Grant Young

Personal information
- Full name: Grant Young
- Date of birth: 3 March 1971 (age 54)
- Place of birth: Cape Town, South Africa
- Height: 1.78 m (5 ft 10 in)
- Position(s): Striker

Team information
- Current team: Hibiscus Coast

Senior career*
- Years: Team / Apps / (Gls)
- Hellenic FC
- Ghent
- East Coast Bays
- Central United
- Auckland City FC
- Forrest Hill Milford

International career
- 1994: South Africa / 1 / (0)

= Grant Young (soccer) =

South African soccer player

Grant Young (born 3 March 1971 in Cape Town) is a football (soccer) player who represented South Africa at international level and participated in two FIFA Club World Cups.
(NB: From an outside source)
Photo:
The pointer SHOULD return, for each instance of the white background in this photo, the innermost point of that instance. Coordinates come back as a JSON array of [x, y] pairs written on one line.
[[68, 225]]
Father of the great Shaydon Young, former Waibop striker.

==Career==
Born in South Africa, Young spent much of his career with local club Hellenic before a stint with Ghent in Belgium. He emigrated to New Zealand in 2004 where he played first for East Coast Bays, before joining Central United and subsequently Auckland City FC.
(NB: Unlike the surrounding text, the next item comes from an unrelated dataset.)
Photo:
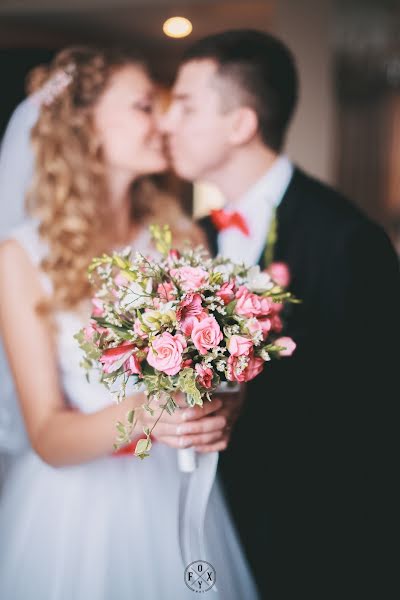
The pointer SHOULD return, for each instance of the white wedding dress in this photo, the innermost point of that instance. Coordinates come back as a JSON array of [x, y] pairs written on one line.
[[106, 529]]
He represented Auckland City in their first FIFA Club World Cup appearance in 2006, in which they failed to impress, losing every game, and failing to score a single goal, and again in the 2009 competition in United Arab Emirates where they fared better, beating TP Mazembe 3-2 before going out to Atlante Fútbol Club in the quarter-finals.

==International career==
Young made a solitary appearance for South Africa as a substitute in a friendly against Australia on 12 June 1994. Australia won the match 1-0.